Tshering Namgyal | Banjar

Three years after a dry land irrigation scheme was implemented through a dry land irrigation network project, farmers of Lebi Tokari Pam in Tsamang, Mongar, are still waiting for water to reach their fields.

The gewog administration and agriculture extension office is executing the project departmentally.

Villagers said the irrigation scheme is expected to benefit at least 40 households, including the 13 permanent residents, with a total land holding of about 80 acres of fields.

They said they could not irrigate their lands because of a years-long acute water shortage.

Gewog officials said that through the project, water is being trapped from a clean stream at Meralung water source and taken through 5km of a pipeline distribution network to the fields.

They said water will then be catered through individual reservoirs for both irrigation and drinking purposes.

However, farmers are still sceptical about the progress of the work.

They said they have contributed labour for more than two years.

A farmer, Tenzin, said each household contributed labour for more than a month and carried materials from the road.

“We’d hire pickup trucks to transport materials like pipes, sand, cement, and iron that have been dropped at the gewog centre, paying Nu 800 per trip. We’ve constructed the reservoir ourselves by hiring labourers,” he said.   

“But the water has not reached our field.”

The materials have been procured from the total project budget of Nu 1.6 million through the climate-resilient agriculture project.

Farmers said work has been stalled due to a lack of adequate materials and technical experts at the site.

“Pipes and iron rods are not enough. They provide only three rods for the construction of a three cubic metre water reservoir tank when the requirement expert recommends at least 26 rods for the given tank size,” a farmer, Dorji, said.

Villagers also said they did most of the tank construction work themselves without a dedicated engineer to supervise or a plumber to assist at the site.

They said that even if a plumber comes, he spends just a day or two at the site and returns to the dzongkhag headquarters.

Meanwhile, out of the 21 households that have constructed water tanks at present, many have not been able to construct lids, and about 20 households did not receive pipes for internal distribution.

Villagers claimed that the pipeline distribution also has alignment problems at a certain point and they are worried if water will pass through it to their reservoir tanks.

“There’s a serious issue with everything in this project right from the material supply to the monitoring. We don’t know who will compensate us for our weeks of labour?
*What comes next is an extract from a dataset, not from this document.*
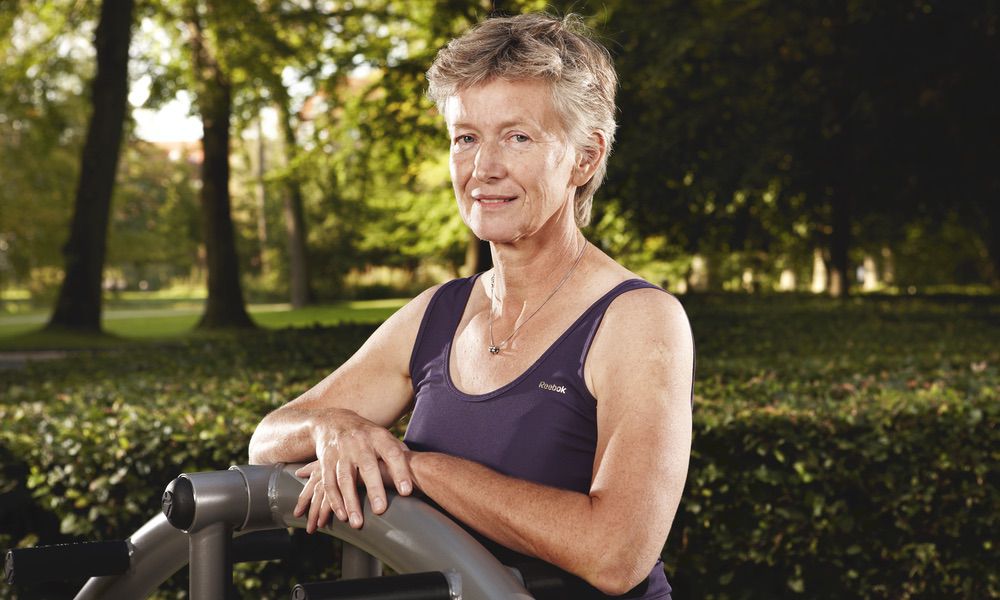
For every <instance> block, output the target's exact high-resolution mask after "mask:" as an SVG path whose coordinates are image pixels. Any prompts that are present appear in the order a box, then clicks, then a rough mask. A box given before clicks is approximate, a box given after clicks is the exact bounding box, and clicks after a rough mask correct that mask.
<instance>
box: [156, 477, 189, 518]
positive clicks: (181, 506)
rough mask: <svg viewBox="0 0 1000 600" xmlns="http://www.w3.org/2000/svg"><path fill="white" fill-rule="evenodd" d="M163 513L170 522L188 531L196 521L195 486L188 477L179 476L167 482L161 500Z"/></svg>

We need somebody to monitor the work properly as per the estimates and design,” Dorji said. “The project should be completed soon, too.”
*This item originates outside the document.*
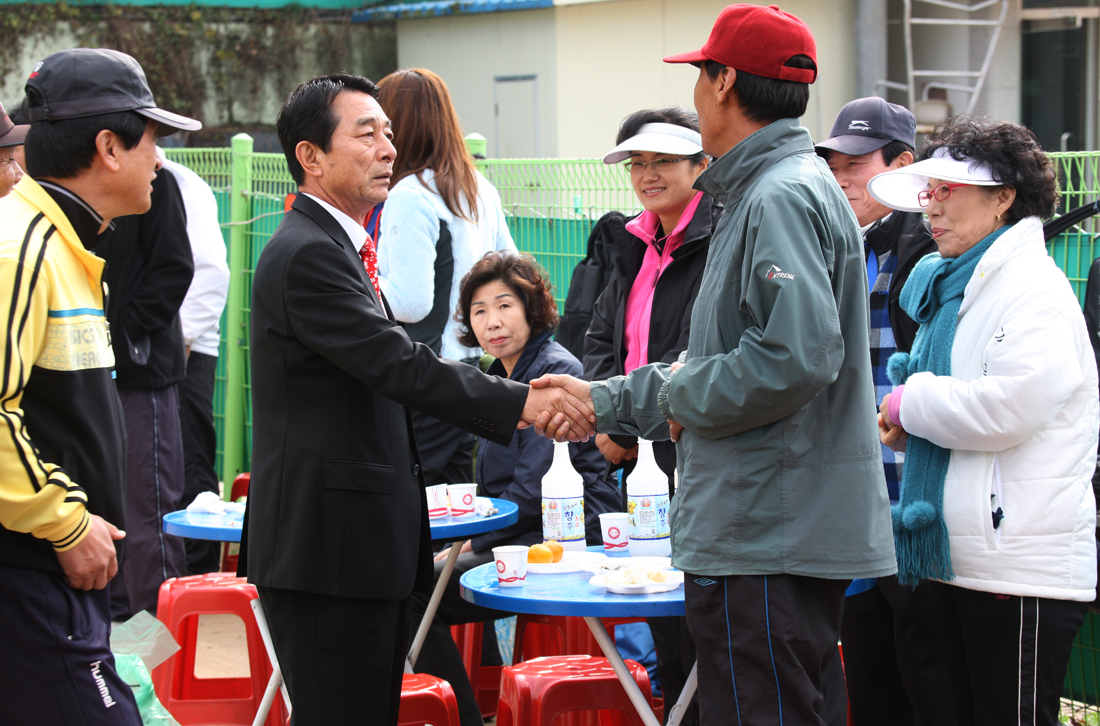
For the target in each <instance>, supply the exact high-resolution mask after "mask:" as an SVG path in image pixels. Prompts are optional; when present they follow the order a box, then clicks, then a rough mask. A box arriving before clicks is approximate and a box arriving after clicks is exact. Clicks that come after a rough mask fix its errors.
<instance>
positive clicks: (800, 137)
mask: <svg viewBox="0 0 1100 726" xmlns="http://www.w3.org/2000/svg"><path fill="white" fill-rule="evenodd" d="M792 154H814V144H813V141H811V139H810V132H809V131H806V130H805V129H803V128H802V127H800V125H799V120H798V119H780V120H779V121H774V122H772V123H769V124H768V125H766V127H764V128H763V129H760V130H759V131H757V132H755V133H752V134H750V135H749V136H748V138H746V139H745V140H744V141H741V142H740V143H739V144H737V145H736V146H734V147H733V149H730V150H729V151H727V152H726V153H725V154H723V155H722V156H720V157H719V158H718V161H716V162H714V163H713V164H711V165H709V166H708V167H706V171H705V172H703V173H702V174H701V175H700V176H698V178H697V179H695V188H696V189H701V190H702V191H705V193H706V194H708V195H711V196H712V197H715V198H716V199H719V200H722V202H723V204H725V205H726V207H727V209H728V208H729V207H733V206H734V205H736V204H737V202H738V201H740V199H741V197H744V196H745V194H746V193H747V191H748V190H749V188H751V187H752V185H753V184H756V182H757V179H758V178H759V177H760V175H761V174H763V173H764V172H766V171H768V169H769V168H771V167H772V166H774V165H775V164H777V163H779V162H780V161H782V160H783V158H785V157H788V156H791V155H792Z"/></svg>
Due to management issues, residents complained that two truckloads of sand unloaded beside the road had been washed away by the summer rain.

They also said bags of cement are damaged near the gewog centre.

Meanwhile, the Royal Audit Authority (RAA) had also issued a series of memos related to the work such as non-reconciliation of financial statements amounting to Nu 23,027, irregular fund balances under the refundable deposit amount of Nu 94,000, and non-adherence to the standing circular on the purchase of HDPE pipes that amount to Nu 24,945, which the gewog administration is required to deposit into audit recoveries accounts.

The RAA had also pointed out non-ascertainment of consumption of cement due to non-maintenance of Part III for the development work and asked the gewog administration to engage the concerned site engineer and take the measurement of work being executed and record it accordingly.

Gewog officials were not available for comment.

The activity was not funded through Green-Climate Fund financing as mentioned in the print version of this article.